The researchers had placed subsections in the article that makes the work organized and relatively easier to understand. It allows one to take each problem from Big Data mining one at a time but does not necessarily allows one to lose grasp of the whole concept.
A citation analysis shows that the journal article was cited in many other web pages aside from the journal that published it and in some books.
Questions came up after reading the journal article that had not been disclosed in full details. Up to what extent are the extracted information from the Big Data will be accessible? Do the benefits that the extracted information and predictions from Big Data outweigh the importance of privacy? Can the analysis of Big Data allow the precise prediction of matters such as calamities by analyzing previous data from many years?
IEEE Transactions on Knowledge and Data Engineering. (n.d.). Retrieved January 28, 2016, from http://ieeexplore.ieee.org/xpl/RecentIssue.jsp?reload=true
The article is a statement from the IEEE Transactions on Knowledge and Data Engineering. The article was also about the purpose of the journal that published the journal article that was reviewed. They had stated that the purpose of the journal was to cater to data engineering and its applications on the physical and biological sciences. The article was likewise used to assess whether the journal was appropriate in terms of publishing the journal article that was reviewed.
Opening Our Eyes in the Era of Big Data. (n.d.). Retrieved January 29, 2016, from http://www.information-management.com/digital_edition/opening-our-eyes-in-the-era- of-big-data-10023762-1.html .
The article is about the possible applications of Big Data on the society nowadays. Among the mentioned uses are in the field of information technology and entrepreneurship. The article was likewise used to support a claim that the Era of Big Data is not a new concept. The message of the journal article is not itself a new contribution but rather a reiteration of known opinion.
Shaw, J. (2014, March/April). Why “Big Data” Is a Big Deal. Harvard Magazine. Retrieved January 29, 2016, from http://harvardmagazine.com/2014/03/why-big-data-is-a-big-deal
The importance of data and database is being discussed in the paper. With database being used at large, the data have huge impacts in the scientific world. Today, the use of data is so widespread that applications are not only limited to the technological aspect. However, the security provided by data systems do not ensure safety and protection against potential dangers such as hacking and data dredging.

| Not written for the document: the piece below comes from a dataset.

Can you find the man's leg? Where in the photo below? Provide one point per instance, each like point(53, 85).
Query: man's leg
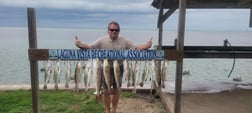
point(107, 100)
point(115, 99)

The article was used to provide outside perspective on Big Data. Likewise, the article also offers facts from experts in the field.
Wu, X., Zhu, X., Wu, G., & Ding, W. (2014). Data Mining with Big Data. IEEE
Transactions on Knowledge and Data Engineering, 26(1), 97-107.
The spread of data in the application of many industries as provided a great help in terms of its functions such as networking, storage and collection of data. The sudden increase in the use of data are provided justifies this claim to be able to gather more accurate data through communication with one another. The introduction of HACE tells all that there is about data revolution and processes. Also, the paper also tells about possible challenges brought about by HACE with respect to its methods and analysis.
The article was used as the topic of interest in this journal article review.